Right answer, wrong method, still a problem
There's a second kind of wrong the architecture has to catch, and it's subtler than a bad number. Even with the correct answer in hand, a model will happily explain it using a method the College Board doesn't teach, or a shortcut that falls apart on the next question. A student who learns the shortcut passes one problem and fails the variant.
That's a retrieval problem, not a math problem. The explanation has to be pulled from the actual SAT method, which is the same discipline as production RAG: ground the answer in a real source and have the model explain that, instead of inventing a plausible-sounding approach. Right number, right method, every time, or you're still teaching a confident wrong thing, just a quieter one.
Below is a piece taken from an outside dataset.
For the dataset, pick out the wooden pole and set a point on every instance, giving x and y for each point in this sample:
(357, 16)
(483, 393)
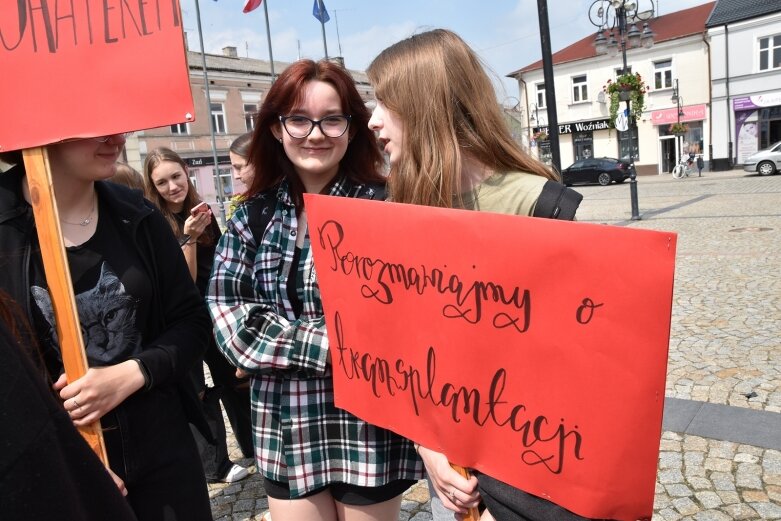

What the middle layer actually is
"Send the math to a real engine" sounds like one line of code, so it's worth being concrete about the work. The quantitative core of the tutor parses each problem into a form a machine can actually compute, symbolic where the problem is symbolic, numeric where it's numeric, and hands it to a deterministic solver: a computer-algebra system, a calculator API, a small verified script. The detail that separates a real build from a wrapper is that you verify the steps, not just the final answer. A tutor walks a student through four intermediate moves, and every one of those moves is a claim a student will trust, so every one gets checked against the engine before the model is allowed to narrate it. If the model's explanation disagrees with the verified path at any step, the explanation regenerates. The student never sees the draft that was wrong.
There's an alignment bonus specific to the SAT. The real exam ships with the Desmos calculator built in, available the entire test, so the tutor should compute with and teach the same tool the student will actually hold on test day. Calculator strategy, when to reach for it and when it wastes thirty seconds, is part of the method you're teaching, not an implementation detail.
None of this is expensive at runtime, which removes the last excuse. A symbolic check costs milliseconds next to the model call it guards. What it buys is the one property no bigger model can promise you: the difference between "usually right" and "right by construction" on the part where a wrong answer costs you the customer.
Trust is the entire product
Done right, this is the difference between a tutor that lifts scores and a liability that quietly lowers them. The upside is real: the College Board's own data links 20 hours of personalized practice to a 115-point average gain, but every point of it depends on the student trusting what the tutor says. One confidently wrong explanation and the trust is gone, and a parent who has been burned once can feel it in about three questions.
By 2028 every SAT app will have an AI-tutor button, because the model is cheap and the feature demos beautifully. That's exactly why the button stops being a differentiator. What separates the platforms still standing is whether the thing behind it is grounded or guessing. The teams that win treat "never confidently wrong" as a hard requirement, not a v2 nice-to-have.
What 2muchcoffee covers
We build production AI tutoring and the grounding layer underneath it, the part that decides whether an explanation is trustworthy before it reaches a student. If you're putting an AI tutor in front of kids and you can't yet promise it won't teach the wrong method, that's the conversation to have before it's live, not after the first parent catches it. The plain way in is the AI work we do.
One concrete action
Take the ten hardest multi-step math problems on your platform, ask your AI tutor to solve and explain each, and have someone who knows the SAT check both the answer and the method. The error rate you find is your real product risk, and it's almost always higher than the demo suggested. This is one layer of building an SAT prep platform, and it's the layer where trust is won or quietly lost.